HPLC fractions were dissolved in loading solvent and analyzed by an Ultimate 3000 HPLC system coupled to a high-field Q-Exactive (HFX) Orbitrap mass spectrometer (Thermo Scientific). Peptides were initially trapped in loading solvent, before RP separation with a 60 min linear acetonitrile in water gradient of 2–25% across a 75 mm 350 cm PepMap RSLC C18 EasySpray column (Thermo Scientific) at a flow rate of 250 nl/min. Gradient solvents contained an additional 1%(v/v) DMSO and 0.1%(v/v) formic acid. An EasySpray source was used to ionize peptides at 2000 V, and peptide ions were introduced to the MS at a transfer tube temperature of 250 °C. Ions were analyzed by data-dependent acquisition. Initially, a full-MS1 scan (120,000 resolution, 60 ms accumulation time, AGC 3 × 10⁶) was followed by 20 data-dependent MS2 scans (60,000 resolution, 120 ms accumulation time, AGC 5 × 10⁵), with an isolation width of 1.6 m/z and normalized HCD energy of 25%. Charge states of 1–4 were selected for fragmentation.

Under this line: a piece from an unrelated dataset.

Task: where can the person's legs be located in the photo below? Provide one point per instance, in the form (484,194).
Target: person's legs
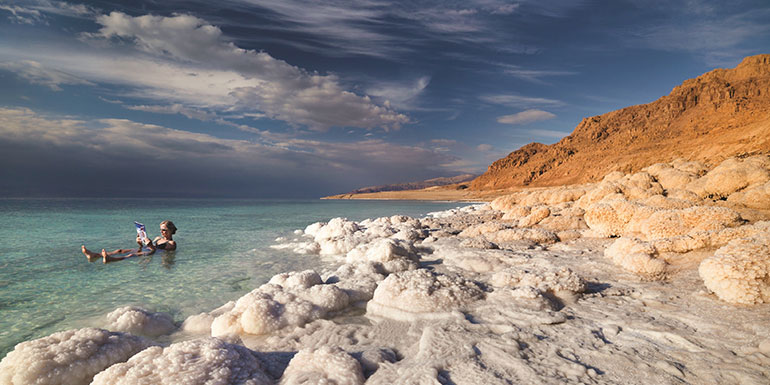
(88,253)
(110,257)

Dynamic exclusion was set for 30 s. Each sample was acquired once.

Analysis of LC-MS/MS datasets

The analysis of all LC-MS/MS data sets (.raw files) was performed using PEAKS v10 software (Bioinformatic Solutions). No enzyme was specified during the peptide spectral matching, and mass tolerance settings of 5 ppm (for precursor ions) and 0.03 Da (for fragment ions) were used. Spectral sequence annotation was performed against the annotated Homo sapiens Swiss-Prot database appended with a 6-frame translation of the HIV-1 NL4-3 or NL4-3 PolV472A genome, respectively. A false discovery rate of 1% was set using a parallel decoy database search. Further filtering was performed to exclude known HLA-II contaminants⁶⁸.

Reporting summary

Further information on research design is available in the Nature Portfolio Reporting Summary linked to this article.